How to best analyse a table of frequencies in brms

#1

Please also provide the following information in addition to your question:

  • Operating System: linux
  • brms Version: 2.8.0

I have a fairly large data set of 45000 observations of deviance from reference performance.
Deviance is a non-normal skewed distribution with an lower bound at zero, dense at the lower devances but with a long tail towards higher deviances. For the analysis, I have divided deviance into meaningful ranges (severity) : No, Low, Medium, and High deviance.

The data set comprise four variables that I would like to investigate the effect of: customer (the customer that is using the component), customer_product (the product for which the component is used at the customer), component_used (the actual component used), component_type_used (the type of the component). These are all categorical factors.

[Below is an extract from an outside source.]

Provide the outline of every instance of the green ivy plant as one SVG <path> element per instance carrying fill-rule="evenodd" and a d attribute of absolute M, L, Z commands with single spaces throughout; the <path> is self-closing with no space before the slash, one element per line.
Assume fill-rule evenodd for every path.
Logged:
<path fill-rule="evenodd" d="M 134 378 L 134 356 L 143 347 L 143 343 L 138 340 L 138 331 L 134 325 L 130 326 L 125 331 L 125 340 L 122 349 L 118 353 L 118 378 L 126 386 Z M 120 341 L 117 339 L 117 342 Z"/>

Not all customers make products that use the same components, and some customers have provided more data than other customers.

Just to give you an idea of the distribution of counts within the various categories, here’s a table of counts:

                                       severity      N     L     M     H

customer product component_type
A A 1962 42 9 0
B 7111 84 56 10
C 4836 14 0 0
B A 400 42 14 0
B 629 30 8 0
C 999 2 1 0
C A 3744 62 12 0
B 13639 145 94 17
C 11399 47 1 0

First I would like to predict the probability of No, Low, Medium, and High deviance given the customer, the customer_product, and the component_type used.

I guess there could be several approaches to analyzing such a data set:

  1. continuous data: model the parameters of a suitable distribution, compare, and use to predict the probability of an event to lie in a certain range?
  2. count data: model each category as a bernouili trial, and get the probability of an event directly?
  3. aggregated count data: model each category as binomial trial, then transform the posterior logodds to probabilities?
  4. aggregated count data: model the response as ordinal data, then somehow transform into probabilities?
  5. frequency data: model the response as a probabilities using dirichlet regression?

Any suggestion on how to best and most efficiently approach this is most welcome…

Thanks

/Jannik

#2

Why categorized your response in the first place? This will likely result in a lot of information loss so I would go with suggestion (1) of yours.